However, because none of these data sources utilize structured metadata, at present their discoverability is limited. Researchers locate data through prior awareness (either personally or via others), a search engine or data aggregator (e.g., Google Dataset Search, HealthData.gov, the European Data Portal, and Canada’s Lunaris), or a data support professional such as a librarian (who would similarly rely on existing knowledge, searching, and data discovery infrastructure) (Krämer et al. 2021; Koesten et al. 2017). Because the data sources in this study did not make use of structured metadata, at present their “visibility” to search engines and aggregators is, respectively, limited or non-existent. Many of the data sources in our study shared commonalities in the ways of how they described their datasets, and these commonalities align well with existing metadata schemas. If the data sources in this study—and restricted data sources generally—were to take advantage of their “metadata readiness” by adopting an existing metadata schema, it would significantly enhance researchers’ ability to find them using modern discovery infrastructure.
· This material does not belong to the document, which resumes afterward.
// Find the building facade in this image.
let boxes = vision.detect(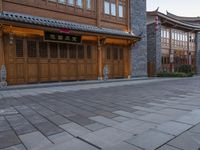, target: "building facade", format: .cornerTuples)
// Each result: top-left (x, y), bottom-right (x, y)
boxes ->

For restricted data sources to adopt metadata standards, data stewards will need an understanding of metadata and its value, and the resources necessary to adopt and implement it. This may include an understanding of how difficult it is to find their datasets currently, why metadata improves discoverability, how to apply a metadata standard to their data, and where their datasets will be findable once that is achieved. It may also include financial or human resources. Many of the data sources we identified in this study represented small, one-time projects that presumably do not have large teams of personnel to take on this task. If national funding bodies or data initiatives are interested in improving the discovery of restricted data sources, we recommend that they incentivize, support, and help implement the adoption of metadata among restricted data sources. For example, because of this work, the Digital Research Alliance of Canada (Alliance) is developing a strategy to work with data sources included in this study to adopt a metadata schema, with the goal of making them findable in Canada’s data discovery index, Lunaris leveraging its Network of Experts (Digital Research Alliance of Canada 2022b). Organizations and initiatives in other geographical or disciplinary contexts could offer similar support to restricted data sources in their areas.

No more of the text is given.